Forse la transizione non basta, serve una rivoluzione
Lo stato dell’innovazione, della ricerca e i dati delle matrici ambientali ci dicono che il punto di partenza dell’Umbria è così basso che, per dimensioni, quella che l’Europa definisce «transizione verde e digitale» in questa regione dovrebbe assumere i contorni di una vera e propria rivoluzione. Ora ci sarebbero i soldi a portata di mano. Ma i soldi da soli non bastano. Occorre una visione che sia di sistema: per tentare di superare le criticità ambientali e di arretratezza tecnologica che abbiamo cercato sommariamente di documentare non bastano una pista ciclabile e qualche pannello fotovoltaico in più. Occorrerebbe mettere mano a un progetto complessivo che faccia perno su un’offerta pubblica di trasporto pulito, su nuove modalità di spostamento e di lavoro, su nuovi modelli di produzione e di consumo, su un’agricoltura pulita e vicina al consumatore finale, su un nuovo e sperimentale modo di fare formazione e di connettere il patrimonio delle due Università umbre col territorio; su un welfare che garantisca tutti affinché tutti si rendano consapevoli dell’altezza della sfida perché non costretti a dover guerreggiare quotidianamente col bisogno. Queste cose non vanno prese come compartimenti stagni, ma come capitoli interdipendenti di un libro che per l’Umbria è tutto da scrivere. L’inchiostro, cioè le risorse, non mancherebbero. Quello che pare invece sia ancora da ricercare è una consapevolezza dell’altezza della sfida da parte delle classi dirigenti, o la forza per un loro ricambio.
La forza necessaria
Per tornare al programma della presidente, seppure lo sforzo di usare la parola “innovazione” c’è, pare mancare la visione di sistema.

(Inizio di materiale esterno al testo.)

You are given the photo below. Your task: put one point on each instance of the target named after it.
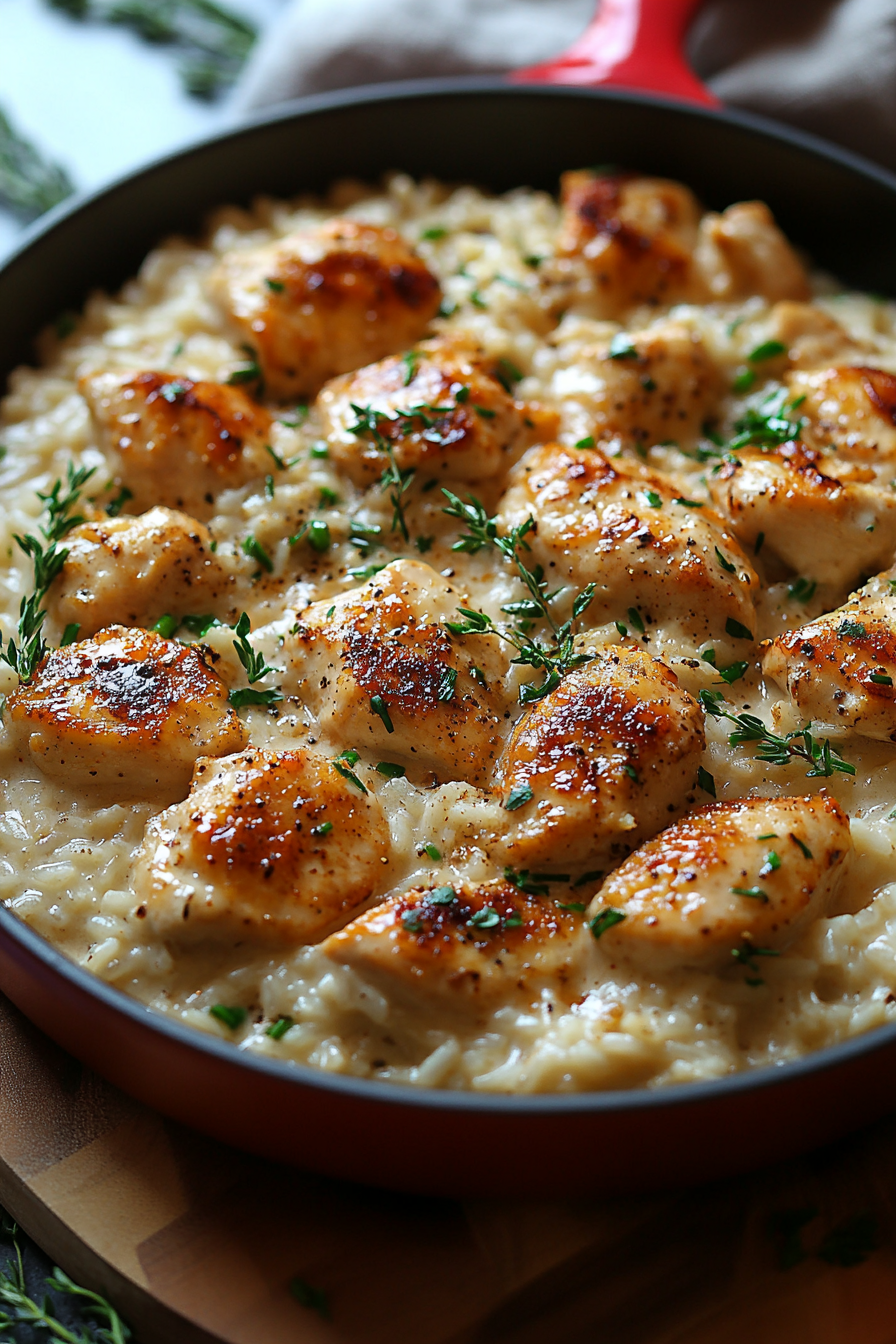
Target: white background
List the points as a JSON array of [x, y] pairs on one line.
[[96, 97]]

A partire dal fatto che economia e ambiente sono capitoli distinti e separati in quel programma, il che non è una buona premessa per la transizione verde e digitale necessarie ad attrarre fondi e a praticare l’innovazione: l’economia è ambiente, e l’ambiente è economia, questa sarebbe la prima consapevolezza da acquisire se si volesse davvero la transizione verde. C’è invece, in quel programma, una visione quasi messianica dell’impresa come generatrice naturale di benessere. «Vi è bisogno di politiche che rendano più conveniente e più semplice investire in Umbria nei diversi settori industriali. Vi è bisogno di un governo regionale che rappresenti fortemente gli interessi dell’industria umbra in Italia ed in Europa», si legge. I dati mostrano invece come sia necessario che gli investimenti debbano essere di più e diretti verso settori innovativi e puliti e di come sia importante che una buona parte dell’industria umbra cambi passo, più che di «rappresentarne gli interessi».

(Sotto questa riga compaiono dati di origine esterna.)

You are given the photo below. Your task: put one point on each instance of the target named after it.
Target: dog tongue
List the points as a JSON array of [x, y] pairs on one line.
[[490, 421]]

Se si passa all’opposizione, questa oltre a pagare gli errori di un recente passato che definire disgraziato è un eufemismo, pare fare fatica a connettersi con le parti migliori di una società che pure in Umbria non mancano, come mostra – a titolo di esempio – la proposta di legge popolare sugli ecodistretti che comitati ambientali, Isde (l’Associazione dei medici per l’ambiente) e un pezzo di Università, la Law Clinic della professoressa Maria Rosaria Marella, stanno portando avanti.
Forse ci potrà salvare un’Europa che pare voler cambiare verso, finalmente. O forse per l’Umbria passerà l’ennesimo treno davanti a stazioni chiuse di cui la Ferrovia centrale umbra è ottima e spietata metafora. Lo scenario che si aprirà dipende da noi, ognuno per la quota che gli spetta; dipende dalle classi dirigenti e da una società nel suo complesso che quando sapevano guardare al futuro hanno fatto grandi cose in questa regione.